Ermilov's wiki.publicdata.eu CSV2RDF Application

What is first

Notes within the alternate converters list

What we will cover

Ermilov et al. presented a wiki-based approach to crowd-sourcing the enhancements of ~9k datasets listed at http://publicdata.eu (WebSci 2012 paper).

A year after its publication, how far has the crowd-sourcing come?

This pages provides a summary and review of Ermilov's wiki.publicdata.eu CSV2RDF Application.

Let's get to it

How many people contributed to the "crowd-source" enhancement?

Four accounts contributed, and the two non-author accounts provided fewer than ten contributions.

find manual/pages -name "*.ttl" | xargs -L1 grep "wasAttributedTo" | sort -u shows only a handful of contributors:

      prov:wasAttributedTo <http://wiki.publicdata.eu/wiki/User:178.25.43.32>;
      prov:wasAttributedTo <http://wiki.publicdata.eu/wiki/User:2001:638:902:2010:0:168:35:101>;
      prov:wasAttributedTo <http://wiki.publicdata.eu/wiki/User:Iermilov>;
      prov:wasAttributedTo <http://wiki.publicdata.eu/wiki/User:IvanErmilov>;
      prov:wasAttributedTo <http://wiki.publicdata.eu/wiki/User:Soeren>;

How many datasets are covered?

2,035 of the 19,000 are mentioned in their mapping wiki.

PREFIX datafaqs: <http://purl.org/twc/vocab/datafaqs#>
PREFIX dcat:     <http://www.w3.org/ns/dcat#>

SELECT ?dataset
WHERE {
  ?dataset a datafaqs:CKANDataset, dcat:Dataset .
}

<http://publicdata.eu/dataset/-municipal-waste-generation-in-england-from-2000-01-to-2009-10>
<http://publicdata.eu/dataset/01-bve-adressen-instellingen--ministerie-van-ocw>
<http://publicdata.eu/dataset/01-bve-crebo--beroepsopleidingen-ministerie-van-ocw-2010-2011-ministerie-van-ocw>
<http://publicdata.eu/dataset/01-bve-deelnemers-per-instelling-en-type-mbo-ministerie-van-ocw>
<http://publicdata.eu/dataset/01-ho-adressen-hbo-instellingen-en-universiteiten--ministerie-van-ocw>
<http://publicdata.eu/dataset/01-po-hoofdvestigingen-basisonderwijs-ministerie-van-ocw>
<http://publicdata.eu/dataset/01-po-leerlingen-basisonderwijs-naar-gewicht-ministerie-van-ocw>
<http://publicdata.eu/dataset/01-vo-adressen-hoofdvestigingen--ministerie-van-ocw>
...
<http://publicdata.eu/dataset/years-of-life-lost-due-to-suicide>
<http://publicdata.eu/dataset/young-first-time-offenders-borough>
<http://publicdata.eu/dataset/ypla_financial_transactions_december>
<http://publicdata.eu/dataset/ypla_financial_transactions_november>
<http://publicdata.eu/dataset/ypla_financial_transactions_october>
<http://publicdata.eu/dataset/zuzuge>

How many existing vocabulary terms did the crowd-sourced enhancement produce?

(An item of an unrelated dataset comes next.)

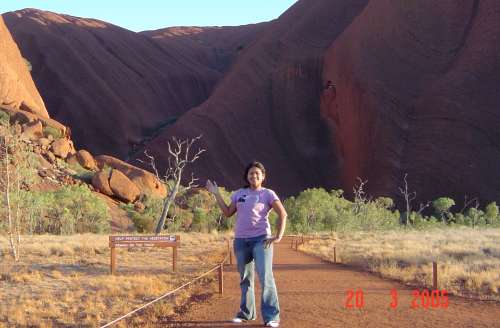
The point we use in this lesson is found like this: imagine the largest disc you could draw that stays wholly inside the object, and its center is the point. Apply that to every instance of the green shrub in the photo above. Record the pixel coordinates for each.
(4, 116)
(442, 206)
(145, 221)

Fifteen terms were reused from nine vocabularies for more than 9,000 datasets. We skip the three non-CURIEs listed below because it is not clear that they are RDF terms.

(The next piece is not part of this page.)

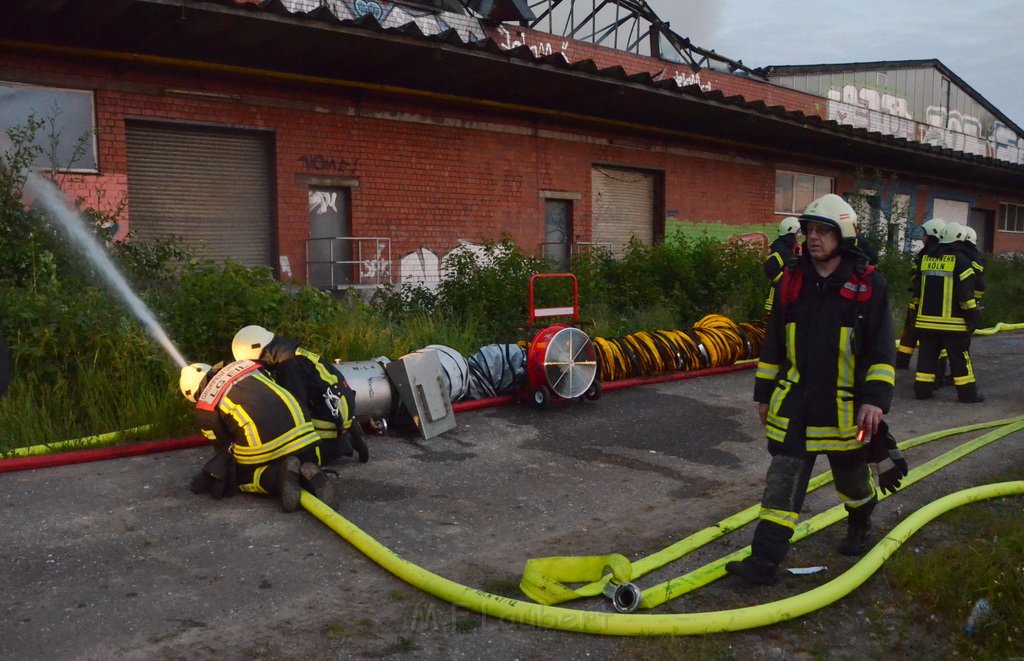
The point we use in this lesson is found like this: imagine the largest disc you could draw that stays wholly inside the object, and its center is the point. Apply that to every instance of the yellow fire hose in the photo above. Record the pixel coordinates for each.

"cgov:fullTimeEquivalentSalary";
"cgov:lowerBound";
"cgov:upperBound";
"dce:date";
"foaf:mbox";
"foaf:name";
"foaf:phone";
"http://dbpedia.org/resource/Category:Ministerial_departments_of_the_United_Kingdom_Government";
"http://statistics.data.gov.uk/id/local-authority/32UC";
"http://www.google.co.uk";
"org:OrganizationalUnit";
"org:organization";
"org:unitOf";
"pc:supplier";
"rdf:type";
"rdfs:comment";
"skos:Amount";
"whois:Job";

Benefits

http://publicdata.eu aggregates from many other European-based CKAN instances.
Enables community-editable mappings using an existing mechanism (wikimedia).
The main CKAN dataset listing site links to the mapping wiki.
User-invokable reconversion.

Shortcomings

Usability Shortcomings:

The wiki-page is hard to use because it is disconnected from both the original and resulting data.
The community hasn't used the tool, even though it has been available for a year.
The mapping wiki pages have meaningless names (e.g. http://wiki.publicdata.eu/wiki/Csv2rdf:F449751c-68d3-4f84-8fe3-5c3a4cb86c84).

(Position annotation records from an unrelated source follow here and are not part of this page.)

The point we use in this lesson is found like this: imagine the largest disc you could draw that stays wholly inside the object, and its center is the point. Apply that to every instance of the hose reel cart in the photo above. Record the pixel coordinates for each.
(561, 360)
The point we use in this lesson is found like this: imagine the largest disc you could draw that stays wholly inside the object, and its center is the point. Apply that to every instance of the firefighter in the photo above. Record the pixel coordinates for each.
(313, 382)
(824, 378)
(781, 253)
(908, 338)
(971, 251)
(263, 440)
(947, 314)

Linked Data Best Practices Shortcomings:

curl -H "Accept: application/rdf+xml" -L http://publicdata.eu/dataset/directgov-referring-sites returns a gzipped HTML file (appending .rdf works, though: http://publicdata.eu/dataset/directgov-referring-sites.rdf).
The mappings are NOT expressed in RDF; they are only expressed as mediawiki template arguments (and sparqlify behind the scenes, but they aren't available for public inspection). Although the intent is to make them easy to read/write for a novice, that does not mean that they shouldn't be lifted behind the scenes and made available as RDF for other systems to use.
The mappings are NOT described with RDF, since it's just a wiki page (The Special:Export can be used, but it's not findable from the page itself using linked data principles). The mapping description does NOT refer back to the dataset that they enhance [using RDF], and they do NOT refer to the resulting RDF conversion [using RDF].
The namespace used (http://wiki.publicdata.eu/ontology/) for the RDF properties 404s.
The site for the converter tool (http://sparqlify.org/wiki/Main_Page) 404s.
The RDF conversion dump files use the NTriples serialization but have the extension .rdf (which is generally reserved for application/rdf+xml serialization). (e.g. http://csv2rdf.aksw.org/sparqlified/f449751c-68d3-4f84-8fe3-5c3a4cb86c84_default-tranformation-configuration.rdf). This confuses even the best-of-breed RDF serialization tools.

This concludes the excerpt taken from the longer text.